日本の小学生がかつて、珍しい昆虫を捕まえたり、捕まえた昆虫を友達と交換したりしていた楽しみを、ゲームで再現できたら面白いのではないか。そう考えた田尻さんが企画を任天堂に持ち込んだのは、1990年のことでした。

約6年の歳月を経て発売された「ポケットモンスター 赤・緑」は、友達や家族など、他のプレイヤーと一緒に楽しめるゲームだったこともあり、多くの人たちの心を捉えます。

「ポケットモンスター 赤」と「ポケットモンスター 緑」に登場するポケモンは、それぞれ出現しやすさが異なり、どちらか一方にしか登場しないポケモンもいました。そして「ポケットモンスター 赤」と「ポケットモンスター 緑」は、通信ケーブルをつないで通信が可能で、他のプレイヤーと、捕まえたポケモンを交換することができました。

カントー地方を舞台に、151種類のポケモンと出会う冒険の旅に、人々は熱中します。

アニメで人気になったピカチュウ

1997年4月には、テレビアニメ「ポケットモンスター」の放送が始まり、小さい子どもや、ゲームをやらない人たち、あるいはゲームをプレイできない人たちにも、ポケモンの人気は広がっていきます。

ちなみに「ポケットモンスター 赤・緑」で、プレイヤーが最初にパートナーとして選ぶポケモンは、フシギダネ、ヒトカゲ、ゼニガメのいずれか1匹でしたが、テレビアニメで、主人公サトシのパートナーになったのはピカチュウでした。

ゲームをプレイしている視聴者にとって、最初に選ぶ3匹のどれかがサトシのパートナーになってしまうと、その1匹を選ばなかった視聴者との間にギャップが生まれてしまうため、ゲームでは最初に選ぶことができないポケモンにすることになったといいます。

ゲームの中のピカチュウは、スタート地点のマサラタウンを出て、最初に立ち寄るトキワシティの少し先にある、トキワのもりで捕まえられる、珍しいポケモンでした。アニメ制作前から人気の兆しがあったことから、サトシのパートナーに選ばれました。

今や「ポケモン」といえばピカチュウを思い描く人も多いほど、よく知られたポケモンですが、25年前はあくまでも151種類のポケモンのうちの1匹でした。
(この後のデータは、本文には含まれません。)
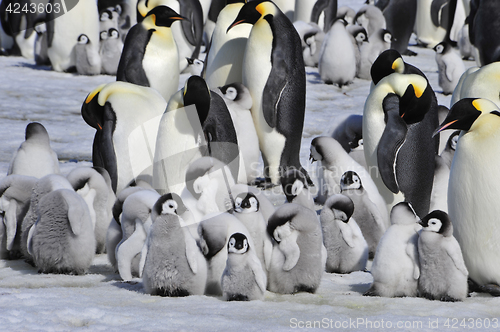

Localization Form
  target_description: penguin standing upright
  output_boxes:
[228,0,310,185]
[205,0,252,89]
[363,49,439,216]
[418,210,469,301]
[116,6,184,100]
[436,98,500,295]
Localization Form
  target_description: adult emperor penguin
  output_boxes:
[7,122,59,178]
[116,6,184,100]
[233,192,273,272]
[320,194,368,273]
[228,0,311,185]
[81,82,166,193]
[142,209,207,296]
[221,233,267,301]
[0,174,37,259]
[418,210,469,301]
[434,42,465,95]
[267,203,324,294]
[436,98,500,294]
[364,202,421,297]
[27,189,95,275]
[214,82,260,184]
[66,167,114,254]
[363,50,439,216]
[46,1,99,71]
[340,171,387,258]
[468,0,500,66]
[205,0,252,89]
[376,0,417,55]
[318,19,356,88]
[137,0,203,71]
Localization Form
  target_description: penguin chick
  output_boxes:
[0,174,38,259]
[281,168,316,211]
[320,194,368,273]
[7,122,59,178]
[364,202,421,297]
[418,210,469,301]
[433,42,465,95]
[142,209,207,297]
[221,233,267,301]
[27,189,95,275]
[340,171,386,258]
[267,203,324,294]
[233,192,273,271]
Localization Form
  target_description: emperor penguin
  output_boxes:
[7,122,59,178]
[468,0,500,67]
[81,82,166,193]
[376,0,418,56]
[221,233,267,301]
[450,62,500,107]
[267,203,324,294]
[310,0,338,33]
[340,171,387,258]
[228,0,311,185]
[0,174,37,259]
[66,167,114,254]
[46,1,100,75]
[75,33,101,75]
[116,6,184,100]
[354,5,386,38]
[198,212,254,296]
[142,208,207,297]
[364,202,421,297]
[99,28,123,75]
[136,0,204,71]
[310,136,390,227]
[281,169,316,211]
[27,189,95,275]
[205,0,252,89]
[418,210,469,301]
[434,42,465,95]
[115,190,160,281]
[320,194,368,273]
[214,82,260,184]
[233,192,273,273]
[415,0,446,48]
[21,174,74,263]
[436,98,500,294]
[363,50,439,216]
[318,19,356,88]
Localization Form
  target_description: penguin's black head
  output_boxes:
[227,233,250,254]
[280,168,308,203]
[146,4,186,28]
[370,49,405,85]
[227,0,277,31]
[340,171,363,191]
[434,98,486,136]
[234,192,260,213]
[151,193,188,220]
[419,210,453,236]
[184,75,210,125]
[323,194,354,223]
アニメとともに、ピカチュウは世界中で知られる存在となったのです。

アニメーションが
一足先に世界へと進出

ゲームからテレビアニメへと広がった「ポケモン」は、さらに人々に愛される存在になっていきました。1998年には映画「劇場版ポケットモンスター ミュウツーの逆襲」も公開され、以降日本では映画も毎年公開されています。

海外では、ゲームよりも先にアニメが放送された地域も多く、ポケモンのゲームはアニメの世界をより深く体験してもらうものとして受け入れられました。
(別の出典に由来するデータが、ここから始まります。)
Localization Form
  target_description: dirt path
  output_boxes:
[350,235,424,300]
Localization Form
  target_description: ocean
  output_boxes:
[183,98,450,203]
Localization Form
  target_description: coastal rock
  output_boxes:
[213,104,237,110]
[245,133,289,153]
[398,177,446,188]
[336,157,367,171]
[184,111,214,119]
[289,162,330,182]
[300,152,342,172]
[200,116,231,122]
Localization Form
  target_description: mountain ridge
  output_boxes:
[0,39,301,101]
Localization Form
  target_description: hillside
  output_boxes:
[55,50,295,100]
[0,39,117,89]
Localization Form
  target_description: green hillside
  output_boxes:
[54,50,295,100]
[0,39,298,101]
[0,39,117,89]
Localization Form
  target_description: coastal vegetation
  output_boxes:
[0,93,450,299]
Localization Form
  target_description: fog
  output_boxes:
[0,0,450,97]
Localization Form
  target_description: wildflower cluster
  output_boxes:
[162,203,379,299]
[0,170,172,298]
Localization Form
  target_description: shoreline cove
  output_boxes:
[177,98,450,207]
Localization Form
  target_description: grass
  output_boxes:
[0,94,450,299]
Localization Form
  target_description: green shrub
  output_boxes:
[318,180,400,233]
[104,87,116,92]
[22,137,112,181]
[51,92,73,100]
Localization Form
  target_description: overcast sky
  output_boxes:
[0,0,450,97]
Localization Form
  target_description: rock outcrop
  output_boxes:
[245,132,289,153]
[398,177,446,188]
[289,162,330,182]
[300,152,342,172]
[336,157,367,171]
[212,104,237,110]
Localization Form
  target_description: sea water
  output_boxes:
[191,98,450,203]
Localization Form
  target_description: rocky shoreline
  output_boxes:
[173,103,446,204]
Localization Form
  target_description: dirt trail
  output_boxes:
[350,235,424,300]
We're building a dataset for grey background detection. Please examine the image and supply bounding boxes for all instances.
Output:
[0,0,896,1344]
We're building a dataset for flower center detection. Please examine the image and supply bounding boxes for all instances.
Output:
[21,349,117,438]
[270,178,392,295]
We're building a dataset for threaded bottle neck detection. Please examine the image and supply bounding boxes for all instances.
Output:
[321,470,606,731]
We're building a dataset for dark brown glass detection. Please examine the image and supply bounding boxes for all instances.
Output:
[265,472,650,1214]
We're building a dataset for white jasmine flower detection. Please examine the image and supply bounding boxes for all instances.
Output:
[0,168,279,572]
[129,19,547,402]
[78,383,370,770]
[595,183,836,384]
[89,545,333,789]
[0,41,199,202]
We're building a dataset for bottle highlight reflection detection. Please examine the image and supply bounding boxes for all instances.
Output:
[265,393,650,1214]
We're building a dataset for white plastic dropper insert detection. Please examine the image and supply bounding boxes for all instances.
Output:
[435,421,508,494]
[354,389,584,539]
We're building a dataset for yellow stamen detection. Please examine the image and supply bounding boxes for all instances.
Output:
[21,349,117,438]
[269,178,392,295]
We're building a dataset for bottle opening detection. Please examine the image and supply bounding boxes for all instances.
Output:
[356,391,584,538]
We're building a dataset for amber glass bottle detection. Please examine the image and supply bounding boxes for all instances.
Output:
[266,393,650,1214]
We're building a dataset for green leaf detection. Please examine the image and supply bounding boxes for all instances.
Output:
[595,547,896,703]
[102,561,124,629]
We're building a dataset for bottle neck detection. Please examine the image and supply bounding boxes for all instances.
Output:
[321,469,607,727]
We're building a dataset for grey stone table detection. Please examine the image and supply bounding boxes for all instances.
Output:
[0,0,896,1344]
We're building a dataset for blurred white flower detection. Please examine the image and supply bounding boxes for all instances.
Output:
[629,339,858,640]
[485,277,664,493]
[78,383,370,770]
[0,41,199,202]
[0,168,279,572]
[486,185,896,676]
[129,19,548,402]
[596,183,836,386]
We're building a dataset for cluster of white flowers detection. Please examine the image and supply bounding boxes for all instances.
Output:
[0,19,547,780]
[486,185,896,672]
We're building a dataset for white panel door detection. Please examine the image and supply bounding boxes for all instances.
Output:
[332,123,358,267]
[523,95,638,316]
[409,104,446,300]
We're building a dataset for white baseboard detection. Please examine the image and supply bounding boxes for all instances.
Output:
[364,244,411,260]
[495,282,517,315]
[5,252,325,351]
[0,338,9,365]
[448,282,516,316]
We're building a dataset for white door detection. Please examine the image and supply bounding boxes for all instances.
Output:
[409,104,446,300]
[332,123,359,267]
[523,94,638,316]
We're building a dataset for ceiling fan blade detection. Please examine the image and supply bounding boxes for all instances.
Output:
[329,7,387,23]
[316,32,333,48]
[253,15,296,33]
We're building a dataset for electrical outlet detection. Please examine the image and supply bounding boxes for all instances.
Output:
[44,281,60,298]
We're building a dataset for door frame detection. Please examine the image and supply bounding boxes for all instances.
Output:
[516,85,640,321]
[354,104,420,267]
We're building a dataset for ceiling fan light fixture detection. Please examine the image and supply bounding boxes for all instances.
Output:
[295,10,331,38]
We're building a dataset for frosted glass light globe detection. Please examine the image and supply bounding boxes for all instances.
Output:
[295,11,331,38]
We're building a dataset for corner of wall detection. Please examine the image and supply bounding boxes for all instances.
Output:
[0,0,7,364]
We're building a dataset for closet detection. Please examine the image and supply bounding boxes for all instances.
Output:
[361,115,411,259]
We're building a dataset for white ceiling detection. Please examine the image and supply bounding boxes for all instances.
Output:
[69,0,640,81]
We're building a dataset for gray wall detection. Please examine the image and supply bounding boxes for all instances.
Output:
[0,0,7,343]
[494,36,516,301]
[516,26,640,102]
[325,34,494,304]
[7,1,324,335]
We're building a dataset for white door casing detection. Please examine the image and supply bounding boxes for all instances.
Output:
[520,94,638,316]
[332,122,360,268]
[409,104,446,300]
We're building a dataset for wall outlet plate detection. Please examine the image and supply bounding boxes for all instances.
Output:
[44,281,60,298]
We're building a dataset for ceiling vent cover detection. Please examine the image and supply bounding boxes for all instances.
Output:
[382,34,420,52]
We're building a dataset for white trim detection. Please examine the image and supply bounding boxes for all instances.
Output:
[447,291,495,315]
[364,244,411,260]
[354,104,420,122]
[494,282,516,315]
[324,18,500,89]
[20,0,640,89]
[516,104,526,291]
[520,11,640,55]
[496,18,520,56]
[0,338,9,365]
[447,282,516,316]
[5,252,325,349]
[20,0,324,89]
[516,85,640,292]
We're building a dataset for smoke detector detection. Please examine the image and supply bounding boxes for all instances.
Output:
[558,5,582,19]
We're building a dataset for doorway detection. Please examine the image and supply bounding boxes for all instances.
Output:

北米とオーストラリアでは1998年に、ヨーロッパでは1999年に「Pokémon Red / Blue」が発売されています。

ゲームボーイ向け「ポケットモンスター 赤・緑」のポケモン図鑑に載っていたピカチュウは、今とは雰囲気が少し違っていました。

世界中で「ポケモン」が愛されるようになった理由の一つには、ポケモンたちの名前の魅力もあったかもしれません。
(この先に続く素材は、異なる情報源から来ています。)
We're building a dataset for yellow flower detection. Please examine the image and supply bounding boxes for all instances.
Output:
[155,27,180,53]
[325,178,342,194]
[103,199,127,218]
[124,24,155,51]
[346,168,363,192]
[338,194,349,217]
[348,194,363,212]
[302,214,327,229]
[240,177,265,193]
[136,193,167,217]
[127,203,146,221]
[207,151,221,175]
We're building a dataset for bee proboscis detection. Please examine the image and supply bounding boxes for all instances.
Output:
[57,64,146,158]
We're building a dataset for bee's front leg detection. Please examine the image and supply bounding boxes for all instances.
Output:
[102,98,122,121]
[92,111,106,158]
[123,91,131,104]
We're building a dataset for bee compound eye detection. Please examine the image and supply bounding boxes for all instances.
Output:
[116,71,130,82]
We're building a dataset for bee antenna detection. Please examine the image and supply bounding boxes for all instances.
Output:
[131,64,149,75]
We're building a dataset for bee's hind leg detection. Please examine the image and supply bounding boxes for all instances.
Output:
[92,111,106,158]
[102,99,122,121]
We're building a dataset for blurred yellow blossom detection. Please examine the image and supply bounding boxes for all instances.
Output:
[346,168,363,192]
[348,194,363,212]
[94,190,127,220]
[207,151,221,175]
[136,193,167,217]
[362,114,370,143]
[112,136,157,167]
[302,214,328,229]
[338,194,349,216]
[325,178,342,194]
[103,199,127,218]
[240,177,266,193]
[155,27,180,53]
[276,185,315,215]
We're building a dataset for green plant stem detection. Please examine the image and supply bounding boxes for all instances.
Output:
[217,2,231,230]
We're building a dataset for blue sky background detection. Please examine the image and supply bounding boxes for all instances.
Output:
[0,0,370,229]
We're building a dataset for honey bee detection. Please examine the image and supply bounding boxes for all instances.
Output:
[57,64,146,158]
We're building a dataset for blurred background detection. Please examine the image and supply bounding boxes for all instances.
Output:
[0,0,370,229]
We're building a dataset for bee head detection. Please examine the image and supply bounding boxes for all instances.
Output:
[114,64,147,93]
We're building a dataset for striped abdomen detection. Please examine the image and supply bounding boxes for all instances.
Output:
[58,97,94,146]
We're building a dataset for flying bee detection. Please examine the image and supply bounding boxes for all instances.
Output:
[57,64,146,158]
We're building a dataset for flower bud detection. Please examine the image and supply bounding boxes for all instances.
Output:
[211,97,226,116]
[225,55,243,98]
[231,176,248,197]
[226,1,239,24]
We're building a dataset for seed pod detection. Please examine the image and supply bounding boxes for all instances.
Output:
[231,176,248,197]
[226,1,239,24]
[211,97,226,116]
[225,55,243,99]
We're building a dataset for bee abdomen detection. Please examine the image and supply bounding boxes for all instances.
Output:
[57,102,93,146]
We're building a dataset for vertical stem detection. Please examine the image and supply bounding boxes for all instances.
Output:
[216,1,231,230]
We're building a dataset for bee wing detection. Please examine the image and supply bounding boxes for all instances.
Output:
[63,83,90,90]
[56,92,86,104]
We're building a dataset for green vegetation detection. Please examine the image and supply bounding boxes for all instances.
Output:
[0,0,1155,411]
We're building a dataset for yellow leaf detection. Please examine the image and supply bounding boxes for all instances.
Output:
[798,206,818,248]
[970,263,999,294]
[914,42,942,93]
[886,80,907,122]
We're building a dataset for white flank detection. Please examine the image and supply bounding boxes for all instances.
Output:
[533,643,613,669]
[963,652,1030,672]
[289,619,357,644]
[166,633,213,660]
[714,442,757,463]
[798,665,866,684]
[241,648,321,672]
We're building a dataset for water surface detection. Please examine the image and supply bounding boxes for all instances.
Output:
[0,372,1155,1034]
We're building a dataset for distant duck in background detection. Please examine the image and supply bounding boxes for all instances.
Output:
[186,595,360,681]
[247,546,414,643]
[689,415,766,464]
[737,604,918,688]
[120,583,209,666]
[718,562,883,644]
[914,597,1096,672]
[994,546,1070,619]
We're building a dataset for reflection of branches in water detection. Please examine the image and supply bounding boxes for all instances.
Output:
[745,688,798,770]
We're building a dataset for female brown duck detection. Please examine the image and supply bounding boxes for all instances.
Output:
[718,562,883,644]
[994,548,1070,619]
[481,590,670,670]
ポケモンの名前は、元になる日本語の名前の音を分解すると、そのポケモンの特徴が伝わってきたり、また同時に音の響き自体も日本語として面白いものになっていたりします。日本語の単語を組み合わせていたり、擬音語をうまく使ってそのポケモンの特徴を表現していたりします。こうした名前は、日本語以外の言語で翻訳された時に、その言語でも、それぞれのポケモンの特徴が伝わったり、また韻を踏んだ表現になったりするよう、工夫して翻訳されています。

例えばフシギダネは、不思議な種を背負っているので、日本語ではフシギダネという名前になっています。英語ではBulbasaur(バルバザー)というのですが、これは、英語で種を意味する “Bulb" と、恐竜を表す “Saurus" をかけ合わせたような名前になっています。実際に英語を母語とする人たちが、Bulbasaurという響きから「ツボミを背負ったトカゲや両生類をイメージする」と感じたため、名前として採用されたそうです。

へびポケモンのアーボは、英語ではEkans(イーカンス)です。Ekansを逆から読むと、「Snake(英語でへび)」になっています。アーボの進化形、アーボックは、強力な毒を持つヘビであるコブラの英語のスペル「Cobra」を逆から読んだ時の音になっているのも面白い点です。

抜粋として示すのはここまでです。